Buried somewhere in that semantic sideshow is a helpful message for the retooling of your lifestyle- namely, that while structured, moderate exercise is best, any kind of regular movement helps. "The major problem is not doing anything," Dr. Stewart says. "With physical activity as the goal, you can build activities into your lifestyle that aren't usually considered exercise-like a sport you think is fun or just mowing the lawn regularly."
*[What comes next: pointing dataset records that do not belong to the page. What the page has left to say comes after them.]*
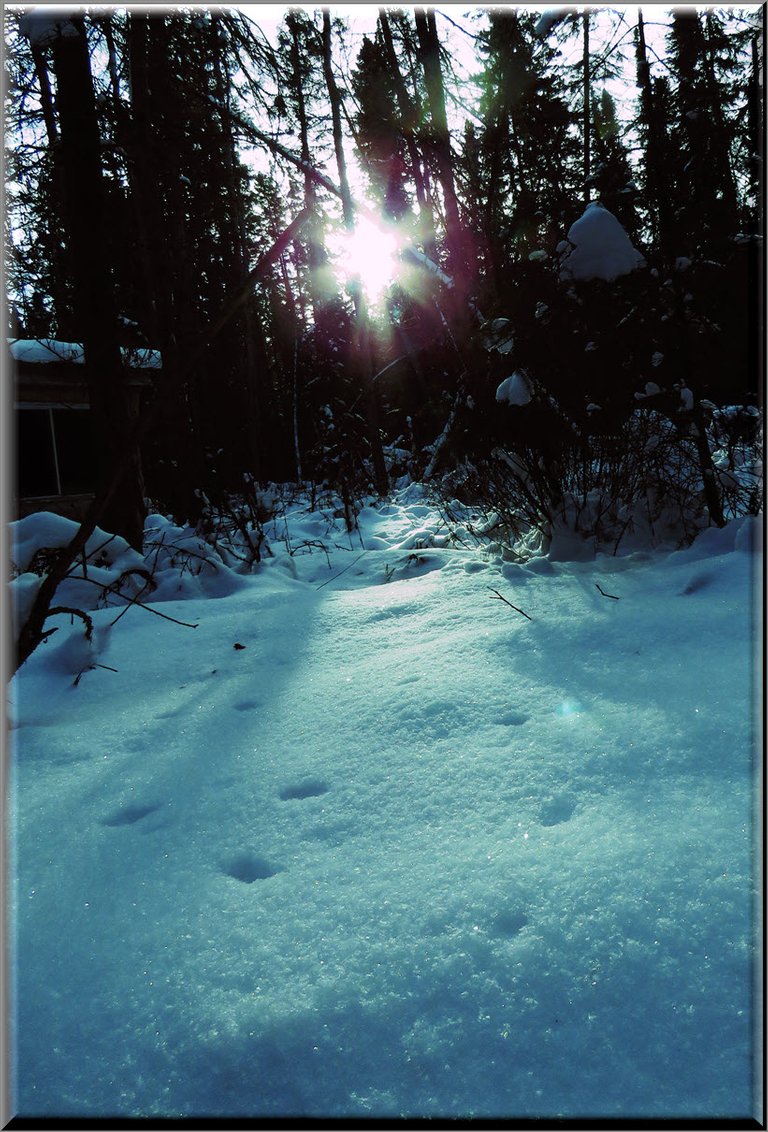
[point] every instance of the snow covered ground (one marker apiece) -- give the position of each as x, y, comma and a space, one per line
368, 841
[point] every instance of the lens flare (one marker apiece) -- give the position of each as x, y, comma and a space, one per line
369, 255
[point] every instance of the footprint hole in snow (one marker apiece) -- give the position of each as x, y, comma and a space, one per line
308, 788
247, 867
128, 815
513, 719
510, 923
556, 811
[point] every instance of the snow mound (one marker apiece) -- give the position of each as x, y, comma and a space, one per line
602, 249
514, 389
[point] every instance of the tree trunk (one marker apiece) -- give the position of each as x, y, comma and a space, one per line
587, 106
111, 412
363, 352
408, 116
426, 28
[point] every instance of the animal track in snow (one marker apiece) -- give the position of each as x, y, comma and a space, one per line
246, 705
556, 811
128, 815
510, 923
307, 788
698, 582
247, 867
513, 719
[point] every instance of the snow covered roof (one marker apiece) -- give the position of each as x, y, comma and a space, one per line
602, 249
37, 351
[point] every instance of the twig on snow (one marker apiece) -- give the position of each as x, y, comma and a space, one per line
510, 603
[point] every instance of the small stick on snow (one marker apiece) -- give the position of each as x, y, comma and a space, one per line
510, 603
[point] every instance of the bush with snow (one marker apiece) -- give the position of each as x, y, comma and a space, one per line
600, 249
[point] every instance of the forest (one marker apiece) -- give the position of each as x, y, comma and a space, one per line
384, 734
343, 245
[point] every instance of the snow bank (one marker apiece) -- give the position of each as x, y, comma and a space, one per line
602, 249
514, 389
37, 351
369, 843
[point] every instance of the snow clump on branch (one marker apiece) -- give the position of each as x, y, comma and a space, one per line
600, 248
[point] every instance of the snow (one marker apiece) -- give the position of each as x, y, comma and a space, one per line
368, 842
602, 249
49, 350
514, 389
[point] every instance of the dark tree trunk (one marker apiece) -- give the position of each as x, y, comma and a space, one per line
459, 255
587, 113
94, 290
408, 116
361, 354
159, 212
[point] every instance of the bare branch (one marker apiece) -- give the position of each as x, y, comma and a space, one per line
509, 603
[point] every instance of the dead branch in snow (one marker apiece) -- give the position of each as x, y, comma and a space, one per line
501, 598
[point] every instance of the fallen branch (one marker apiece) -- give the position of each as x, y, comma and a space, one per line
73, 612
509, 603
612, 595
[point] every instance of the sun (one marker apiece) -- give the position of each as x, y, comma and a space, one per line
369, 255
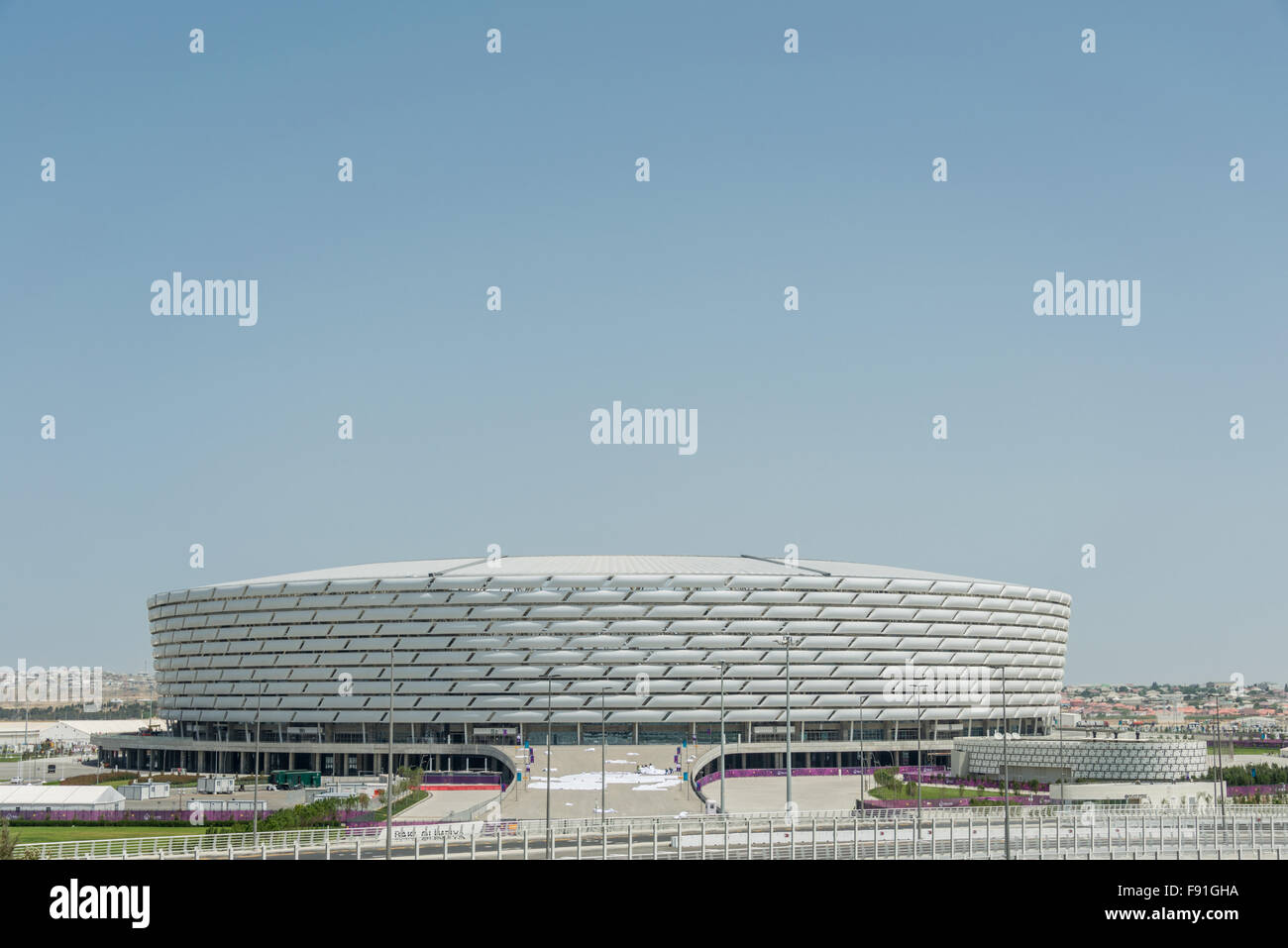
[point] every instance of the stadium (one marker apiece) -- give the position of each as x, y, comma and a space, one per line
477, 656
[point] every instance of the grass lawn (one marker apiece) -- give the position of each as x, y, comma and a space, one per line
59, 833
1225, 751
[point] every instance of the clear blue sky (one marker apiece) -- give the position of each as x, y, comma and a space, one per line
814, 170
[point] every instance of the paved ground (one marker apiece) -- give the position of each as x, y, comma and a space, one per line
576, 789
38, 769
445, 801
769, 793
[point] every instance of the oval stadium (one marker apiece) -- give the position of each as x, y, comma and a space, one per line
483, 655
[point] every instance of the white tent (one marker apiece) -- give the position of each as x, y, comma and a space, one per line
27, 796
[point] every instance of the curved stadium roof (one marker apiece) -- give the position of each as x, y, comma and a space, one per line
600, 566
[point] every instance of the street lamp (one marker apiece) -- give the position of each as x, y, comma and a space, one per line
724, 668
863, 755
1006, 776
550, 685
254, 805
790, 640
389, 777
919, 775
603, 758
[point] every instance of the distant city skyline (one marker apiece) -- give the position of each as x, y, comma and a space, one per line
473, 425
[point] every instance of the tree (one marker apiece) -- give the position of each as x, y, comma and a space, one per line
7, 840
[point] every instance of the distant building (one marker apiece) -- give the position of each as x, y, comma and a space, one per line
33, 797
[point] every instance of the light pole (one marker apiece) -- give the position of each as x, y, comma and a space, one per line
919, 775
603, 758
1006, 776
789, 640
254, 805
724, 668
550, 685
389, 777
863, 777
1220, 762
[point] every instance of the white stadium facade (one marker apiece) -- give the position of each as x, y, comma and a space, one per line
488, 653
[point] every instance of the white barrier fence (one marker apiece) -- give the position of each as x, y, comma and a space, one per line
1043, 832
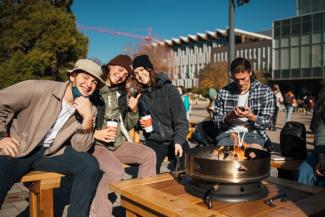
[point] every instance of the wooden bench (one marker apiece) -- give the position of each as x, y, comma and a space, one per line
162, 195
286, 168
41, 192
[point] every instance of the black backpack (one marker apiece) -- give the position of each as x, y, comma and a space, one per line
287, 99
293, 140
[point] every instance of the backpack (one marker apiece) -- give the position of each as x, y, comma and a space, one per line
287, 99
187, 104
293, 140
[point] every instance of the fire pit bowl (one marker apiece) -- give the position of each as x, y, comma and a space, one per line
203, 166
227, 180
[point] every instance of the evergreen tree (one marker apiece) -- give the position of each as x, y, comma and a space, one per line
38, 40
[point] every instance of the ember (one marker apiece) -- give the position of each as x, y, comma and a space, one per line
238, 152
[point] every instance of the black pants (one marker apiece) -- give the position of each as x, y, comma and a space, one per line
166, 149
83, 166
275, 116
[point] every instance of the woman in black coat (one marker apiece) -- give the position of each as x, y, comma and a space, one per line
163, 102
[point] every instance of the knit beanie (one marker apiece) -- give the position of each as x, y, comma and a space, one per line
122, 60
142, 61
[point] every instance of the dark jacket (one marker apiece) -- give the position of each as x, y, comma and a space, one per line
130, 119
166, 107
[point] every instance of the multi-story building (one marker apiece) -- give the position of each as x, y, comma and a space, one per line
299, 48
190, 54
258, 52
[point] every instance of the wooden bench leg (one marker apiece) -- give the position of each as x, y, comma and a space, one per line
129, 213
46, 203
33, 209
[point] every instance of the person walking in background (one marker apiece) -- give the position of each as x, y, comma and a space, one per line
186, 101
164, 103
278, 102
51, 129
114, 147
312, 170
289, 101
212, 98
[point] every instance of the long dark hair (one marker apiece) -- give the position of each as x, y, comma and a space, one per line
152, 78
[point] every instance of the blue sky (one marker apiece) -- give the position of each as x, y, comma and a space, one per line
168, 19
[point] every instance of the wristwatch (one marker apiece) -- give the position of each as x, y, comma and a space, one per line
2, 134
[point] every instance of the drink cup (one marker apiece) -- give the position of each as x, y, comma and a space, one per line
148, 123
112, 124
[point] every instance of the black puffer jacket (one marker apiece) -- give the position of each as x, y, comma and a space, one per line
166, 107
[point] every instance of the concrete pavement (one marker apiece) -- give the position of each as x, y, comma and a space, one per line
18, 196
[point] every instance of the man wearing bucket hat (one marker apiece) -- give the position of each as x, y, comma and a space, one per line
113, 144
37, 121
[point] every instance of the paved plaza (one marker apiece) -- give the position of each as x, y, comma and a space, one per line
17, 199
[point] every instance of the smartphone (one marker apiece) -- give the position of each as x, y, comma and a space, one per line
241, 108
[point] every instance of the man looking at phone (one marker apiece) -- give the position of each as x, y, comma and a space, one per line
244, 107
48, 126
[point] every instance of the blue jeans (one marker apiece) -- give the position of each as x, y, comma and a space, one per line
289, 112
250, 137
305, 173
83, 166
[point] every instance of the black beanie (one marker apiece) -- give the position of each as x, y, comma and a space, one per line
122, 60
142, 61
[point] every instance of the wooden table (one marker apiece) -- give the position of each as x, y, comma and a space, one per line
162, 195
41, 192
286, 168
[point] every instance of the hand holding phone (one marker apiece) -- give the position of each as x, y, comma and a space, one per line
242, 108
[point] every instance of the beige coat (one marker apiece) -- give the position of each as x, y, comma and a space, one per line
30, 108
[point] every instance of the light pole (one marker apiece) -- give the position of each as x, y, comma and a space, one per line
231, 32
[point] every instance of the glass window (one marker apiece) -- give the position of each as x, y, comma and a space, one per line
317, 22
276, 43
295, 26
306, 73
294, 41
316, 55
317, 72
285, 58
295, 73
284, 42
276, 32
294, 57
316, 38
306, 24
285, 28
285, 73
305, 57
277, 74
276, 58
305, 39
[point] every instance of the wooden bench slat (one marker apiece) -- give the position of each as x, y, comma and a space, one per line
39, 175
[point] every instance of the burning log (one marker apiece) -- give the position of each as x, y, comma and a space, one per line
239, 150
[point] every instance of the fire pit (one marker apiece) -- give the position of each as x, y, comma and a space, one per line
227, 180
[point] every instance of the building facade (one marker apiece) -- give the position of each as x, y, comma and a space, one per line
299, 49
190, 54
259, 53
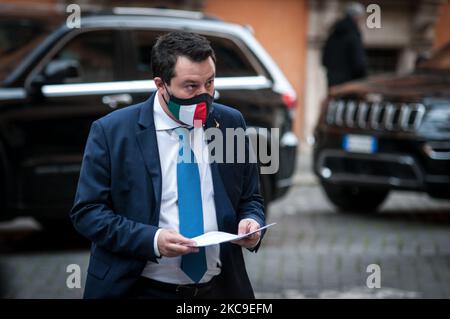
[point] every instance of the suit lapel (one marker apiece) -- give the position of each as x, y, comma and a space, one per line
148, 145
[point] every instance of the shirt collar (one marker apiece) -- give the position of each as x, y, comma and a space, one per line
162, 119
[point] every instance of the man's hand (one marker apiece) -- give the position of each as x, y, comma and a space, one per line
246, 226
172, 244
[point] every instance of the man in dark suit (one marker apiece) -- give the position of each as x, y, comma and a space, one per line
139, 200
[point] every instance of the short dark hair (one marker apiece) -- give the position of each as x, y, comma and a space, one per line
170, 46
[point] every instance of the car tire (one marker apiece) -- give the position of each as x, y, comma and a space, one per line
355, 198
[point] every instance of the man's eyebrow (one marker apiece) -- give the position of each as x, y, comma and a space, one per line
188, 81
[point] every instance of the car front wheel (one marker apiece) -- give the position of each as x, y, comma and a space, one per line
355, 198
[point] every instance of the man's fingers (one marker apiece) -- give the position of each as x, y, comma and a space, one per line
243, 227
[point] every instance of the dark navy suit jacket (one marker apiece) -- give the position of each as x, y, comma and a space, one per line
118, 201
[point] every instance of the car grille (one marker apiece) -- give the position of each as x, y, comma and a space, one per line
375, 115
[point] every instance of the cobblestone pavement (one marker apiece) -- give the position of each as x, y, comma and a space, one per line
312, 252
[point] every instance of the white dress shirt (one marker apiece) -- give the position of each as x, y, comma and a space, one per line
168, 268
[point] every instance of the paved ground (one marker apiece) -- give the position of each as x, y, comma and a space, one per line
312, 252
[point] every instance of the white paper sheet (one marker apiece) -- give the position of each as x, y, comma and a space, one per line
217, 237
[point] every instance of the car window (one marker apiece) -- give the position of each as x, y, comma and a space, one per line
18, 37
231, 61
88, 57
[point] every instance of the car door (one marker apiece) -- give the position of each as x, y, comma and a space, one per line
75, 84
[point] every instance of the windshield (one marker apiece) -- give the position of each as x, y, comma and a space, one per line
439, 61
18, 36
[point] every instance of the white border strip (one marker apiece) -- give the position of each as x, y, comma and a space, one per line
246, 83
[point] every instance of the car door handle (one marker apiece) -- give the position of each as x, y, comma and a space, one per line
113, 101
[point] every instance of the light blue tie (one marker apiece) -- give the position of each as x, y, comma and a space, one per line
190, 205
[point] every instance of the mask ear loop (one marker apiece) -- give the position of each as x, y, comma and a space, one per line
167, 103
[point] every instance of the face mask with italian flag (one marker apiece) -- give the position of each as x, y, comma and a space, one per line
190, 111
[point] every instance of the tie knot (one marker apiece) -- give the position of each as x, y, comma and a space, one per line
183, 132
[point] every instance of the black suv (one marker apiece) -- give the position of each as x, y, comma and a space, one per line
385, 133
56, 81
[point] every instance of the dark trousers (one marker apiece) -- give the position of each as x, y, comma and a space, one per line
146, 288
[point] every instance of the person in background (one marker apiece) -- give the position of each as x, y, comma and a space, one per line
343, 55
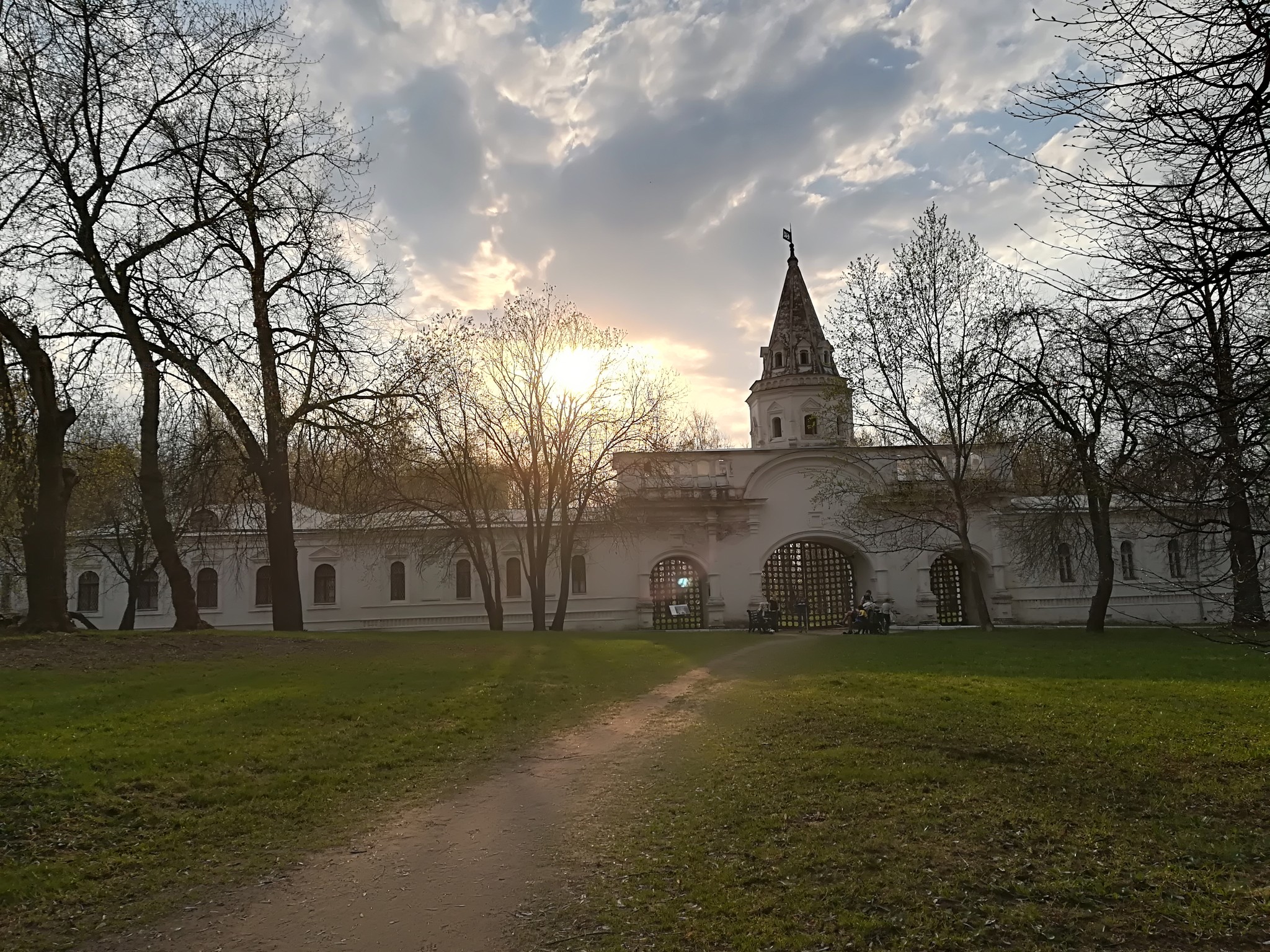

Make exercise your cornerstone. The beauty of the disease-free lifestyle is that every element seems to boost every other. For example, reducing stress helps you quit smoking, which helps you exercise, which helps you lose weight. But exercise itself may be the sultan of synergy. "Start by exercising and that will ignite all the other things," Dr. Burke says.
Exercise may work as your lifestyle cornerstone because it has been shown to increase what is known as self-efficacy. "That means that people who exercise have a higher degree of confidence in their ability to do things and they're more likely to do them," Dr. Stewart says. "People who are physically active tend to do other things as well to keep them healthy."
Keep it positive. If you equate a healthy diet with deprivation, you're not going to be very enthusiastic about it. So concentrate on what you should eat, not what you shouldn't, suggests Edward Giovannucci, M.D., Sc.D., assistant professor of medicine at Harvard Medical School. "Rather than obsessing about the fat content of your diet, focus on positive things like getting more whole grains and fruits and vegetables," he says. "Think more along the lines of balance. It's not that you can't eat any dairy products or beef. Just don't make them the focus of your diet."